El monopolio estatal de la educación se inicia en España con Carlos III (1728-1779), es afirmado en la Constitución de Cádiz de 1812 (art. 131) y la legislación posterior. Pero mientras que en otros países occidentales, que también afianzan sus sistemas educativos públicos a lo largo del siglo XIX, desplazan el tradicional papel de las Iglesias en la educación, en nuestro país ese desplazamiento es mínimo. Algunos intentos liberales en esa dirección, como los de la primera república (1868), son rechazados por las fuerzas conservadoras amparándose en los propios textos constitucionales (1812 y 1876), donde se impone la religión católica como la única y verdadera del estado, y en el Concordato con la Santa Sede de 1851 que ordena que la instrucción en las distintas enseñanzas se haga conforme a la doctrina de la religión católica (art. 91).

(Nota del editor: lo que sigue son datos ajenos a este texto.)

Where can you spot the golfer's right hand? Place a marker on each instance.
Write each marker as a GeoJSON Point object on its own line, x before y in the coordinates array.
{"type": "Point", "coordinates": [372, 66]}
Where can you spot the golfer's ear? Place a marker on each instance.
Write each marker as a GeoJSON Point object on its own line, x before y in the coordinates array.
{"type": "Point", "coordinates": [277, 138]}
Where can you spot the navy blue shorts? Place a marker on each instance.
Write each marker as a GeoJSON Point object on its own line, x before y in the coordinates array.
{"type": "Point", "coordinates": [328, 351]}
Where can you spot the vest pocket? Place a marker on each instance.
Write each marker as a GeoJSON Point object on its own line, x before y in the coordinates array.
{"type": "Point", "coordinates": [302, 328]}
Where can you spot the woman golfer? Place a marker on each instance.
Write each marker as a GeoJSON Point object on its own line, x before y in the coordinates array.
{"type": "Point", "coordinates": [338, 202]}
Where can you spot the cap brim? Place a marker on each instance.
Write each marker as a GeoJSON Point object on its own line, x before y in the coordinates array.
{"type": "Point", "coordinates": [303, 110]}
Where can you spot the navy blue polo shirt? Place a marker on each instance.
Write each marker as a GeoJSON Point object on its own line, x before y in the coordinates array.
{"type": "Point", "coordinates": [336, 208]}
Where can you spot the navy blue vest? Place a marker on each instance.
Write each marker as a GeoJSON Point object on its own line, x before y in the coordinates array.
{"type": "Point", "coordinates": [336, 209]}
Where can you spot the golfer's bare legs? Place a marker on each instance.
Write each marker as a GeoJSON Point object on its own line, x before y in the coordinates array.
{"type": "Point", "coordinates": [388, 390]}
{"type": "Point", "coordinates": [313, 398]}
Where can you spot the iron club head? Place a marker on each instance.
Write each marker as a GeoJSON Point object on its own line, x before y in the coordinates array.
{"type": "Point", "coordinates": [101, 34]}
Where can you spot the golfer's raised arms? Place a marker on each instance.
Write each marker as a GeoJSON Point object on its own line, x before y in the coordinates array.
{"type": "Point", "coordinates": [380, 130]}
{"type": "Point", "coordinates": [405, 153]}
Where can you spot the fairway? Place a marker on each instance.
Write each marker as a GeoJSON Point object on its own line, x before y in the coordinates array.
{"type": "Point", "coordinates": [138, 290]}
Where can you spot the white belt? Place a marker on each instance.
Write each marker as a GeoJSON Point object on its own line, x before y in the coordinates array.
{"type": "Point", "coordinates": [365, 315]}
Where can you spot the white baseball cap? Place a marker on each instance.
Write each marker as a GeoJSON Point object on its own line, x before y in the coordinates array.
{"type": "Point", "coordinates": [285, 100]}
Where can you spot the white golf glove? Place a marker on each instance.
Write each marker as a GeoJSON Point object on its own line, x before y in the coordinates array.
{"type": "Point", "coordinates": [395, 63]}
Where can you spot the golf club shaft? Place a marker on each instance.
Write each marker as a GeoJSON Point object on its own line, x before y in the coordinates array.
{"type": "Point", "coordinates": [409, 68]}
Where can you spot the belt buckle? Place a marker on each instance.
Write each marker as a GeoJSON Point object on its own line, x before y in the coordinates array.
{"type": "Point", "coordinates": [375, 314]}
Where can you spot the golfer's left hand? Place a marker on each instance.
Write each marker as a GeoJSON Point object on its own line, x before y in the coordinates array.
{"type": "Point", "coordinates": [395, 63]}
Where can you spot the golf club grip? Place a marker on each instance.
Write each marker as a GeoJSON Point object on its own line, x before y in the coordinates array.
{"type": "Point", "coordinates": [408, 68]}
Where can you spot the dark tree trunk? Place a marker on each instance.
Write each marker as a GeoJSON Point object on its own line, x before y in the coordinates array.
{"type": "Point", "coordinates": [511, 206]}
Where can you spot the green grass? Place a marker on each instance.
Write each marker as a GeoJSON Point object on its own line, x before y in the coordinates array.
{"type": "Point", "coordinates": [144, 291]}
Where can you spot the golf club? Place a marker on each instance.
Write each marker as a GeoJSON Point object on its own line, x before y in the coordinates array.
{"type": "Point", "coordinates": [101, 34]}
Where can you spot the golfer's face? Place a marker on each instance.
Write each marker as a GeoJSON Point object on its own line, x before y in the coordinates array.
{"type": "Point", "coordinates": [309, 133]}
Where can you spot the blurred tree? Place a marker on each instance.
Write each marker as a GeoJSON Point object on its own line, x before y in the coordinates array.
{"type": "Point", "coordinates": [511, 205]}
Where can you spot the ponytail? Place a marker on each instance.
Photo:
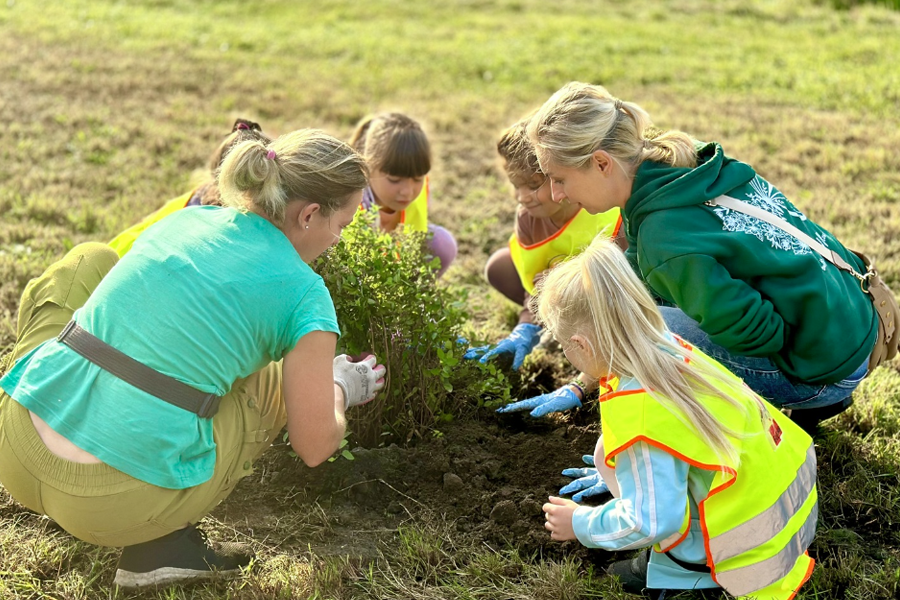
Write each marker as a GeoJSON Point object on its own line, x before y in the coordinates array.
{"type": "Point", "coordinates": [304, 165]}
{"type": "Point", "coordinates": [580, 119]}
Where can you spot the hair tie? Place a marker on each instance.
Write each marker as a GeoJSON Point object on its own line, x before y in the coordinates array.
{"type": "Point", "coordinates": [244, 124]}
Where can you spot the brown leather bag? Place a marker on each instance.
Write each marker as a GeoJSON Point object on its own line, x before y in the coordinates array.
{"type": "Point", "coordinates": [887, 342]}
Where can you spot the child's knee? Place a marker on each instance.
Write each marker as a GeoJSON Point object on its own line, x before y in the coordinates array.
{"type": "Point", "coordinates": [499, 268]}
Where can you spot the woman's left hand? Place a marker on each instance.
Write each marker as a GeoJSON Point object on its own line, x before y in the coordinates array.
{"type": "Point", "coordinates": [559, 513]}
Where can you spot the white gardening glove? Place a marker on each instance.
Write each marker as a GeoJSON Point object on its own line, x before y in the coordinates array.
{"type": "Point", "coordinates": [359, 381]}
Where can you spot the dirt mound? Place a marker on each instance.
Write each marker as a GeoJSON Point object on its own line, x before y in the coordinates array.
{"type": "Point", "coordinates": [485, 480]}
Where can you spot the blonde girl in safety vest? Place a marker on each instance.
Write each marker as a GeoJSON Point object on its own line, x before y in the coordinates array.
{"type": "Point", "coordinates": [399, 157]}
{"type": "Point", "coordinates": [204, 194]}
{"type": "Point", "coordinates": [545, 233]}
{"type": "Point", "coordinates": [718, 482]}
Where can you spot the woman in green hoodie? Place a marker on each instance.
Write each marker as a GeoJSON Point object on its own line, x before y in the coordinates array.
{"type": "Point", "coordinates": [798, 330]}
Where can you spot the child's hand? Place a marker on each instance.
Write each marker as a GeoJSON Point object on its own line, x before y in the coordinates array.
{"type": "Point", "coordinates": [559, 518]}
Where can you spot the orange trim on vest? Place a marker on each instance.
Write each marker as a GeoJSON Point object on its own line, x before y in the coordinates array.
{"type": "Point", "coordinates": [812, 563]}
{"type": "Point", "coordinates": [612, 395]}
{"type": "Point", "coordinates": [562, 229]}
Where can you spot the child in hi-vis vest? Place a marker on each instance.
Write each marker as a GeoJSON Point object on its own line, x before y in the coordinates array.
{"type": "Point", "coordinates": [399, 158]}
{"type": "Point", "coordinates": [717, 481]}
{"type": "Point", "coordinates": [545, 233]}
{"type": "Point", "coordinates": [207, 193]}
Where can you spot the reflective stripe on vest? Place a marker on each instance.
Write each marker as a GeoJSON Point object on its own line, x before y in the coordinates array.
{"type": "Point", "coordinates": [123, 242]}
{"type": "Point", "coordinates": [760, 515]}
{"type": "Point", "coordinates": [416, 214]}
{"type": "Point", "coordinates": [572, 238]}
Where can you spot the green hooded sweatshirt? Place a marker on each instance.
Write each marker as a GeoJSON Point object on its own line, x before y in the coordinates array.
{"type": "Point", "coordinates": [754, 289]}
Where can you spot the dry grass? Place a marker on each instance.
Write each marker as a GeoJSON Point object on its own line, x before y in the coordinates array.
{"type": "Point", "coordinates": [108, 108]}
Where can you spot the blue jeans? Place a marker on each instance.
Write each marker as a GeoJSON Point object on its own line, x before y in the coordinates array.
{"type": "Point", "coordinates": [761, 374]}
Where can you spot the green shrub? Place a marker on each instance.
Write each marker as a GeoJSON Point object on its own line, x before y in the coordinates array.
{"type": "Point", "coordinates": [388, 303]}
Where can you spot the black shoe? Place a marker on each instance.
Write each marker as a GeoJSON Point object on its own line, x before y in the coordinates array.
{"type": "Point", "coordinates": [632, 573]}
{"type": "Point", "coordinates": [809, 418]}
{"type": "Point", "coordinates": [182, 555]}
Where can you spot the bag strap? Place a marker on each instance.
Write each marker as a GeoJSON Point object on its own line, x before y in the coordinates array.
{"type": "Point", "coordinates": [137, 373]}
{"type": "Point", "coordinates": [776, 221]}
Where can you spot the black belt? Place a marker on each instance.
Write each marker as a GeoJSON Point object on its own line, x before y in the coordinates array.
{"type": "Point", "coordinates": [137, 373]}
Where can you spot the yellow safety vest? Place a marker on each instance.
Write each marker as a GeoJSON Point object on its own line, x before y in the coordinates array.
{"type": "Point", "coordinates": [123, 242]}
{"type": "Point", "coordinates": [575, 236]}
{"type": "Point", "coordinates": [760, 515]}
{"type": "Point", "coordinates": [416, 214]}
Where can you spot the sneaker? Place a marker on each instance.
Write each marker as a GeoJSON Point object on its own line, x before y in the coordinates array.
{"type": "Point", "coordinates": [182, 555]}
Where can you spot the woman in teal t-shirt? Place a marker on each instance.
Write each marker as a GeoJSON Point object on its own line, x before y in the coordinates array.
{"type": "Point", "coordinates": [128, 457]}
{"type": "Point", "coordinates": [798, 330]}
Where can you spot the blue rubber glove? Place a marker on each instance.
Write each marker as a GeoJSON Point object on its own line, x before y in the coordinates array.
{"type": "Point", "coordinates": [559, 400]}
{"type": "Point", "coordinates": [589, 482]}
{"type": "Point", "coordinates": [520, 342]}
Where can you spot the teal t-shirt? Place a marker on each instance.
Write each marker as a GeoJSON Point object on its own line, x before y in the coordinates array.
{"type": "Point", "coordinates": [207, 295]}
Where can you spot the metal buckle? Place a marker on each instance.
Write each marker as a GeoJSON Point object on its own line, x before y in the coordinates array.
{"type": "Point", "coordinates": [209, 407]}
{"type": "Point", "coordinates": [66, 330]}
{"type": "Point", "coordinates": [864, 279]}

Dicho mandato tiene una incidencia inmediata en el incipiente sistema educativo a través de la ley de Instrucción Pública de 1857.
Amparada por el Estado, se opone al derecho a la libertad de expresión y de enseñanza, rechaza el laicismo en los centros públicos, la coeducación y la libertad de cátedra que se comienza a reclamar desde algunos sectores del profesorado en defensa de la libertad de ciencia y de conciencia en sus enseñanzas.
En definitiva, la iglesia en su versión oficialista plantea una educación que va al margen de los ideales de renovación pedagógica que comienzan a surgir en estos momentos donde la naturaleza humana es el centro de atención. Precisamente, el objetivo de este trabajo es el de analizar cómo reacciona aquélla ante esta situación.